An extern modifier keyword is added. It modifies a forward declaration to indicate that the entity is not defined by the declaring library. A library using extern to declare an entity cannot define that entity. Only the library which defines an entity can omit extern, and omitting extern means it must provide a definition.

An extern declaration forms an entity which has no definition or storage. For example:

  • extern fn forms a function that can be called.
  • extern class forms an incomplete type.
  • extern interface forms an undefined interface.
  • extern var or extern let will bind the name without allocating storage. Initializers are disallowed.

The extern keyword is invalid on declarations that have only a declaration syntax and lack storage, such as alias or namespace. It is only valid on namespace-scoped names; it is invalid on type-scoped names (class Foo { extern fn Member(); }).

In declaration modifiers, extern comes immediately after access control keywords, and before other keywords. For example, private extern <other modifiers> class B;. At present, when extern is on a declaration, only access modifiers are valid (see Modifier keywords).

When declarations are allowed

When considering whether a declaration is allowed, we apply the rules:

  1. A declaration should always add new information.
    • No declarations after a definition.
  2. Only one library can declare an entity without extern.
  3. Support moving declarations between already-imported api files without affecting compilation of client libraries.

No forward declarations after declarations

In a file, a forward declaration must never follow a forward declaration or definition for the same entity.

For example:

class A { ... }
// Invalid: Disallowed after the definition.
class A;

class B;
// Invalid: Disallowed due to repetition.
class B;

class C;
// Valid: Allowed because the definition is added.
class C { ... }

Files must either use an imported declaration or declare their own

In a file, if a declaration or definition of an entity is imported, the file must choose between either using that version or declaring its own.

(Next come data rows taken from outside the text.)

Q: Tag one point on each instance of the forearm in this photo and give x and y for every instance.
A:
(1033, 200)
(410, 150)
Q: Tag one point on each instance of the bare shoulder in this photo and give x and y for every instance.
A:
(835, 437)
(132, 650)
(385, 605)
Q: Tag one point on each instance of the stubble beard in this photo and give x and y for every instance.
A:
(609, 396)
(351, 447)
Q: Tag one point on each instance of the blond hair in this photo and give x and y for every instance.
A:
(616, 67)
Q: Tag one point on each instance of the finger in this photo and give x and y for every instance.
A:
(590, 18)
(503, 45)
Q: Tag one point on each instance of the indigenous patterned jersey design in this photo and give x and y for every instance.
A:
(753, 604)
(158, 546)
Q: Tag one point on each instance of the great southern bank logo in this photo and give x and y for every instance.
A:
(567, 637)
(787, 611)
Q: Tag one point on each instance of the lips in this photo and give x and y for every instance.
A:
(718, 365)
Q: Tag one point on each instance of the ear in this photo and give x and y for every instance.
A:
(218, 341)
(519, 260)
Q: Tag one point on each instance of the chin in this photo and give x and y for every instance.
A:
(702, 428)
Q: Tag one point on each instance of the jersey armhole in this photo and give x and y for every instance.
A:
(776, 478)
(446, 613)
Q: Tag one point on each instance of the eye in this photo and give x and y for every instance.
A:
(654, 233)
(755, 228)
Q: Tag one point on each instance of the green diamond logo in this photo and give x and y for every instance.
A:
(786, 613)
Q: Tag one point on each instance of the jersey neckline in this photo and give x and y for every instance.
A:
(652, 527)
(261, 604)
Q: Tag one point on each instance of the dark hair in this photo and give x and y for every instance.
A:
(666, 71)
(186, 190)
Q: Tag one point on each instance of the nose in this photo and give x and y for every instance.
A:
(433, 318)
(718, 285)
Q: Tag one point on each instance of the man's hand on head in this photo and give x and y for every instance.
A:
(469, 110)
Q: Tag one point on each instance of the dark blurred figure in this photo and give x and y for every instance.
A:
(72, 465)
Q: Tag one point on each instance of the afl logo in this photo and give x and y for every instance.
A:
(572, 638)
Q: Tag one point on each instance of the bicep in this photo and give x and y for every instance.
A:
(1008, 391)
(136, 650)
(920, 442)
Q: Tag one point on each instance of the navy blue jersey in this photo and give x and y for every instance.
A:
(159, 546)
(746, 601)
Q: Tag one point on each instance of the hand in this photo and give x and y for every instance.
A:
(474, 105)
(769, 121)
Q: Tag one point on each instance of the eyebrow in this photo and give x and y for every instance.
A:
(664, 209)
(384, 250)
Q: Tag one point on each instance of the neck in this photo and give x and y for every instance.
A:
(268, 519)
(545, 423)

It cannot do both.

For example:

package Foo library "a" api;

class C { ... }
package Foo library "b" api;
import library "a";

extern class C;

// Valid: Uses the incomplete type of the extern declaration.
fn Foo(c: C*);
package Foo library "c" api;
import library "a";

// Valid: Uses the complete type of the imported definition.
fn Foo(c: C);
package Foo library "d" api;
import library "a";

fn Foo(c: C);

// Invalid: `Foo` used the imported `C`, so an `extern` declaration of `C` is now
// invalid.
extern class C;

Libraries cannot both define an entity and declare it extern

In a library, if the impl defines an entity, the api must not use extern when declaring it.

For example:

package Wiz library "a" api;

extern class C;
package Wiz library "a" impl;

// Invalid: The `api` file declared `C` as `extern`.
class C { ... }

In a library, the api might make an extern declaration that the impl imports and uses the definition of. This is consistent because the impl file is not declaring the entity.

impl files with a forward declaration must contain the definition

In an impl file, if the impl file forward declares an entity, it must also provide the definition. In libraries with multiple impl files, this means that using an entity in one impl file when it’s defined in a different impl file requires a (possibly private) forward declaration in the api file. An extern declaration cannot be used for this purpose because the library defines the entity.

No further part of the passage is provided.